Monument to the founder of Baghdad, Iraq

The Statue of Abu Ja'far al-Mansur (تمثال أبي جعفر المنصور) is a bronze statue of the second Abbasid Caliph Abu Ja'far al-Mansur who was also the founder and builder of Baghdad which he made the capital of the Caliphate. The statue is located on the Karkh side, in the Mansour district of Baghdad.

The Statue is a bronze sculpture of the face of the Abbasid Caliph, mounted on a brick body that forms a small building decorated with Islamic decoration. The statue is located on a small rounded square decorated with trees and herbs.

== History ==
The statue was sculpted by the Iraqi sculptor Khaled al-Rahal, one of the most prominent pioneers of the modern Iraqi artistic movement. It was unveiled on January 6, 1977, by Mayor of the capital, Ibrahim Muhammad Ismail, on the occasion of the celebration of the fifty-sixth anniversary of the founding of the Iraqi army during the reign of Ahmed Hassan al-Bakr.

=== Modern History ===
During the US invasion of Iraq, an unidentified gunmen blew up the statue on October 18, 2005. Almost two years after it was blown up, the Baghdad Municipality announced that they will restore the statue in its Baghdadi architectural style.

== Controversy ==
Due to al-Mansur's poisoning of Ja'far al-Sadiq, the sixth of the 12 imams revered by the Twelver Shi'ism, and some inherited accounts that remember al-Mansur as a tyrant who brutalized the Shi'a sect, many Shi'a extremists have called for the removal and demolition of the statue, inspired by the American and British activists who destroyed statues of Confederate soldiers and slave traders in the eighteenth century.
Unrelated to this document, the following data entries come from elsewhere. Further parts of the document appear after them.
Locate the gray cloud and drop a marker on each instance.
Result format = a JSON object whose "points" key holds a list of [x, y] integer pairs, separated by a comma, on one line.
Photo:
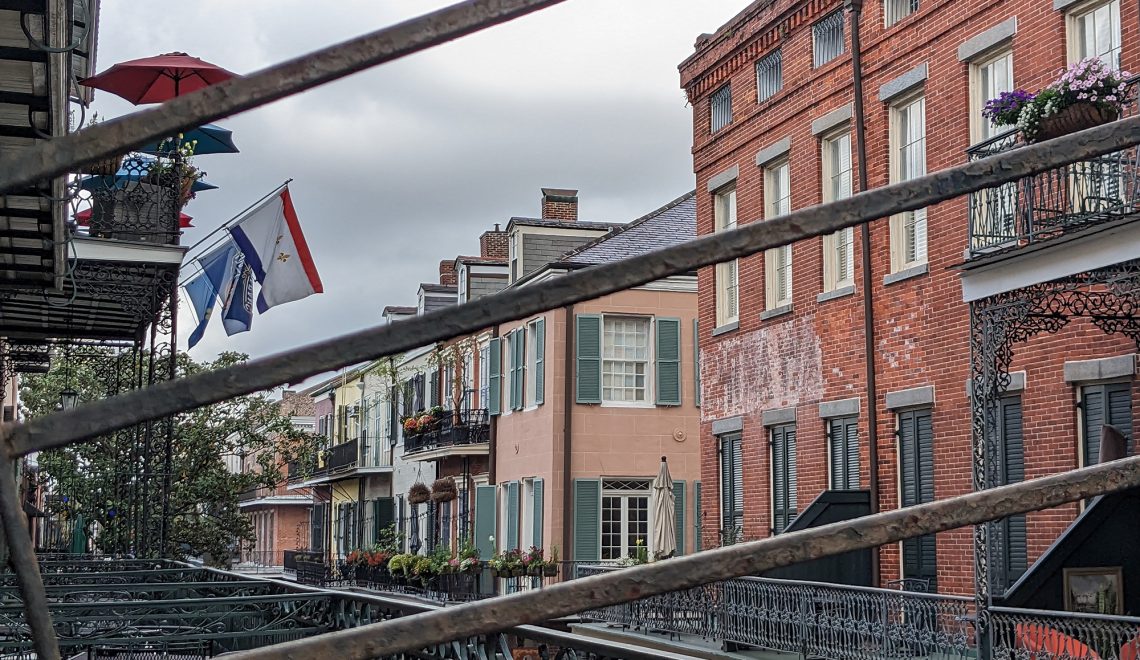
{"points": [[404, 165]]}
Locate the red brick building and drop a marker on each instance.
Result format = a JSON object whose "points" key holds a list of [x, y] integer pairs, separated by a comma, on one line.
{"points": [[783, 366]]}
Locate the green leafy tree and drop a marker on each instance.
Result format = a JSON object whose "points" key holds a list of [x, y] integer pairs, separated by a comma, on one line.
{"points": [[119, 490]]}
Tired of the sectarian divisions, youth groups from the Shi'a holy city of Najaf defended the statue as "a symbol of Iraqi heritage".
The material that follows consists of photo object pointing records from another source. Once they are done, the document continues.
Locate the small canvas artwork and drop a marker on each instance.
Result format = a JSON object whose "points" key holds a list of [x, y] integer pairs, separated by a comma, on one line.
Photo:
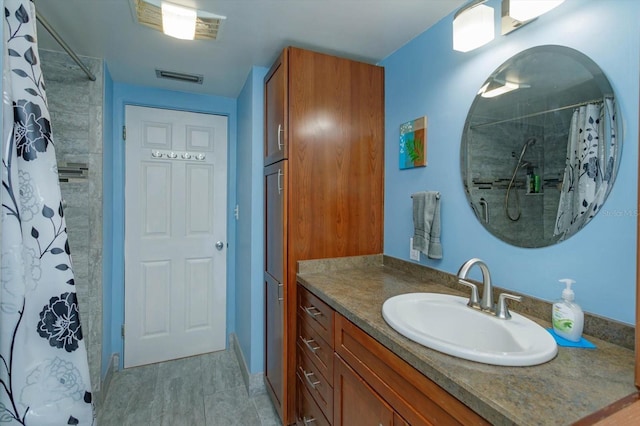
{"points": [[413, 143]]}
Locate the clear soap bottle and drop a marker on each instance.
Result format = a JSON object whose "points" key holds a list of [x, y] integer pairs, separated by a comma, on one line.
{"points": [[567, 316]]}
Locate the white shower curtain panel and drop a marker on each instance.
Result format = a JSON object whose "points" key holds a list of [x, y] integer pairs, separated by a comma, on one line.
{"points": [[44, 374], [589, 168]]}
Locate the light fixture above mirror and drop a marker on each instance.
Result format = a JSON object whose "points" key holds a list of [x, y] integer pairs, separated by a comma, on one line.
{"points": [[473, 26], [178, 21], [516, 13], [153, 14]]}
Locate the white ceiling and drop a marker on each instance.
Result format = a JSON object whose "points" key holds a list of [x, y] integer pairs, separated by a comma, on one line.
{"points": [[253, 34]]}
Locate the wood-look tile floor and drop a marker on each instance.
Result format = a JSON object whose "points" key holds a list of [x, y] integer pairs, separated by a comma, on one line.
{"points": [[205, 390]]}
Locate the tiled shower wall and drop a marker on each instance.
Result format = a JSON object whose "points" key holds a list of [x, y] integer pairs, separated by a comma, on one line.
{"points": [[75, 104]]}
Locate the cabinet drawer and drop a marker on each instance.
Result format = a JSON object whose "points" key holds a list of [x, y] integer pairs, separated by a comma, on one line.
{"points": [[416, 398], [316, 383], [308, 412], [316, 313], [318, 350]]}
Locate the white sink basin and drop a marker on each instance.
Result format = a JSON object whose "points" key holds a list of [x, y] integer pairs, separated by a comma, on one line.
{"points": [[445, 323]]}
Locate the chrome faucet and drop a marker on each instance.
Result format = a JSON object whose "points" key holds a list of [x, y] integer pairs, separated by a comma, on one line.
{"points": [[486, 303]]}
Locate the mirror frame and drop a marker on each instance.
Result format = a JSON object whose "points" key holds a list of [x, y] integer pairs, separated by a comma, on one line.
{"points": [[521, 234]]}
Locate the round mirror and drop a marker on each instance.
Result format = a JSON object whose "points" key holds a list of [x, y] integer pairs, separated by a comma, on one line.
{"points": [[540, 147]]}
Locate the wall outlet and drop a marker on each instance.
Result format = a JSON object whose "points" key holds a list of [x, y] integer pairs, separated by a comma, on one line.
{"points": [[413, 254]]}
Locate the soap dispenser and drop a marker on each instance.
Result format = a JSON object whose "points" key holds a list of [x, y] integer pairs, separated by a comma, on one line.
{"points": [[567, 316]]}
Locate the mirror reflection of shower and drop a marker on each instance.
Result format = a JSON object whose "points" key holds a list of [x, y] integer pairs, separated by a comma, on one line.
{"points": [[520, 164]]}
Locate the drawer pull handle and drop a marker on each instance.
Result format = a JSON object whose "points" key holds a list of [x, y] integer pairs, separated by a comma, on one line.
{"points": [[308, 343], [280, 288], [280, 188], [308, 377], [280, 143], [312, 311]]}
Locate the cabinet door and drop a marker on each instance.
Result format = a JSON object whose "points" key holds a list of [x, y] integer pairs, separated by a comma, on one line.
{"points": [[355, 403], [274, 340], [275, 219], [275, 98]]}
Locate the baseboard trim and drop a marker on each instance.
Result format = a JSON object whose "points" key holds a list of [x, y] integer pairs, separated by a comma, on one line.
{"points": [[254, 383]]}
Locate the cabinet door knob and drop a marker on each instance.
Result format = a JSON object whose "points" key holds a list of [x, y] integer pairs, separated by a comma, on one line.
{"points": [[307, 375], [312, 311], [280, 143], [280, 174], [308, 343]]}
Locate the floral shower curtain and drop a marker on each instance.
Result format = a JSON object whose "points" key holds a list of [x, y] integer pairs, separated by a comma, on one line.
{"points": [[589, 166], [44, 374]]}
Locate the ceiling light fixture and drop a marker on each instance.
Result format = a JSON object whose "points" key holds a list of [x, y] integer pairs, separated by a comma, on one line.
{"points": [[150, 14], [178, 21], [495, 88], [473, 26], [516, 13]]}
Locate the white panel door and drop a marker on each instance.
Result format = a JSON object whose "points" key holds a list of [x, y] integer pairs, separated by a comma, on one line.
{"points": [[175, 234]]}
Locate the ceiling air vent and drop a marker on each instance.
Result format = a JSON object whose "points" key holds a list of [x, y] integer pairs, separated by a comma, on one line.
{"points": [[149, 13], [172, 75]]}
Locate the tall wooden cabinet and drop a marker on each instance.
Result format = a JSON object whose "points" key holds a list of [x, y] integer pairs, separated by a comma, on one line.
{"points": [[324, 180]]}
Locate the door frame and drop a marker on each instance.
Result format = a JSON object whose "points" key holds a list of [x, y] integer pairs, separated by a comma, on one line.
{"points": [[114, 202]]}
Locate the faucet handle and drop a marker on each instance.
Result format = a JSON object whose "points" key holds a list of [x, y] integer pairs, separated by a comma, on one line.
{"points": [[502, 311], [474, 300]]}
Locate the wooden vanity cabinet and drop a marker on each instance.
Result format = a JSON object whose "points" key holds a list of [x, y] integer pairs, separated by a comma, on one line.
{"points": [[368, 384], [324, 180], [415, 399], [314, 359]]}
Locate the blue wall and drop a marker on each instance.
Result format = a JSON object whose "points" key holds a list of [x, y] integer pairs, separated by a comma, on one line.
{"points": [[250, 225], [126, 94], [107, 222], [426, 77]]}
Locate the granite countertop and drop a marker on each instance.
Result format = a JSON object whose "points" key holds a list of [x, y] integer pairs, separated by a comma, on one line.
{"points": [[577, 382]]}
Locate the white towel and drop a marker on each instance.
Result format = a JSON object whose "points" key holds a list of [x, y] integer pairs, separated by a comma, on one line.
{"points": [[426, 223]]}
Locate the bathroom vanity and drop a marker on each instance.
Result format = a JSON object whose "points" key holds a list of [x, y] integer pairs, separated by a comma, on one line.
{"points": [[352, 365]]}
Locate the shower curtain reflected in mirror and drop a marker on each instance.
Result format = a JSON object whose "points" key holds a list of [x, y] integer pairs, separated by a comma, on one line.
{"points": [[589, 166], [44, 374]]}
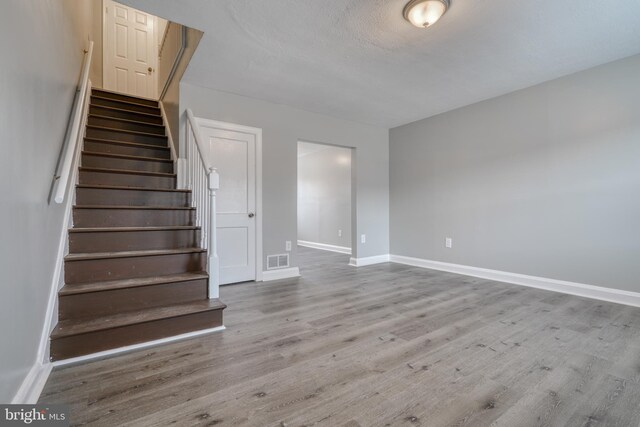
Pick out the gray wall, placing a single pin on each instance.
(324, 194)
(544, 181)
(282, 128)
(41, 45)
(171, 98)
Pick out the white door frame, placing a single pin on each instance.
(104, 5)
(257, 132)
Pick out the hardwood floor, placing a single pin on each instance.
(383, 345)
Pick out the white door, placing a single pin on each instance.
(233, 154)
(130, 51)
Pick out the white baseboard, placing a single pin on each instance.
(361, 262)
(130, 348)
(32, 385)
(34, 382)
(282, 273)
(325, 247)
(571, 288)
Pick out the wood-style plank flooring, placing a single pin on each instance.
(383, 345)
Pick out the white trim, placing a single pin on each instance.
(134, 347)
(259, 212)
(107, 49)
(29, 391)
(174, 155)
(283, 273)
(325, 247)
(35, 380)
(361, 262)
(572, 288)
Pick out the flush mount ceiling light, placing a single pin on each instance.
(425, 13)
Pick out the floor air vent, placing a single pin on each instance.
(277, 261)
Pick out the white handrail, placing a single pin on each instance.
(202, 178)
(62, 178)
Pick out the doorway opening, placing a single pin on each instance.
(325, 220)
(132, 42)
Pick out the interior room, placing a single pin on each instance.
(324, 200)
(343, 213)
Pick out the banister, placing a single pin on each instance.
(62, 178)
(199, 141)
(206, 210)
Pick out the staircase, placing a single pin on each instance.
(135, 271)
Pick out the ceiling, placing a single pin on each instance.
(360, 60)
(307, 148)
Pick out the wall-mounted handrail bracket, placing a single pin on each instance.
(74, 136)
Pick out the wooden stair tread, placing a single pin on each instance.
(126, 143)
(113, 92)
(120, 119)
(126, 111)
(127, 171)
(135, 132)
(123, 229)
(159, 208)
(129, 283)
(126, 156)
(131, 254)
(67, 328)
(124, 101)
(119, 187)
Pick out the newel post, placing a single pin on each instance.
(214, 264)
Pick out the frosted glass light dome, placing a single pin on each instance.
(425, 13)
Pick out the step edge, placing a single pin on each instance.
(130, 207)
(135, 132)
(126, 156)
(88, 256)
(54, 336)
(67, 290)
(113, 92)
(116, 142)
(126, 172)
(135, 347)
(116, 187)
(120, 119)
(128, 229)
(125, 101)
(126, 111)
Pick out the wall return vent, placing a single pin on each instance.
(277, 261)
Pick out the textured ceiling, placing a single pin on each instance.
(359, 59)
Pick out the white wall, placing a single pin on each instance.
(324, 194)
(41, 45)
(283, 127)
(544, 181)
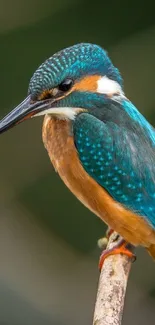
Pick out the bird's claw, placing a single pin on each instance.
(121, 248)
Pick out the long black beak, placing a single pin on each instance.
(22, 112)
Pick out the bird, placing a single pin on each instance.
(99, 143)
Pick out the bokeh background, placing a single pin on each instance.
(48, 240)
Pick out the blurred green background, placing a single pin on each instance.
(48, 250)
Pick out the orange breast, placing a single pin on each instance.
(58, 140)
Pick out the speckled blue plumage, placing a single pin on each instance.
(73, 62)
(115, 143)
(119, 154)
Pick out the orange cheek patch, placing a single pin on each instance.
(88, 83)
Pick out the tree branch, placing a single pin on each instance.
(112, 287)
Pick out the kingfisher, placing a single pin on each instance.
(102, 147)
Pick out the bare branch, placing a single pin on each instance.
(112, 287)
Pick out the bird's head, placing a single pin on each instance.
(75, 79)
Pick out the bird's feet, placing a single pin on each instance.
(122, 247)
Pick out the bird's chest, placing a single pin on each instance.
(59, 143)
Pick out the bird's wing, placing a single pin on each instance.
(120, 159)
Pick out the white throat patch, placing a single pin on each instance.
(109, 87)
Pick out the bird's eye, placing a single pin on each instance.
(66, 85)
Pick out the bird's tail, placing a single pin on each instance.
(151, 250)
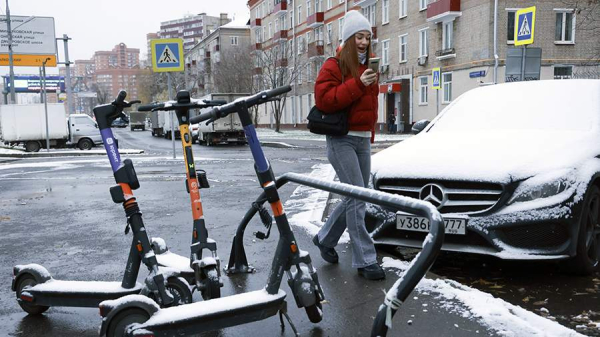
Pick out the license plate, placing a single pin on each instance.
(408, 222)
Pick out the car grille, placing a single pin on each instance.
(465, 197)
(543, 235)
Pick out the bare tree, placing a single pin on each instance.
(587, 13)
(280, 67)
(233, 72)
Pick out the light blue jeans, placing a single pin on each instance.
(350, 156)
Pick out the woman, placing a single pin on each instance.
(350, 155)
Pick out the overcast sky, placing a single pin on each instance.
(101, 24)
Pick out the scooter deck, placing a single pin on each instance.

Shi'a extremist groups and members believed to be backed by Iran have also used Twitter in order to spread the campaign using trends which caused the statue to be heavily guarded by Law enforcement forces. On June 12, 2021, Iraqi security forces prevented an attempt to destroy the statue by a group of people armed with axes and hammers.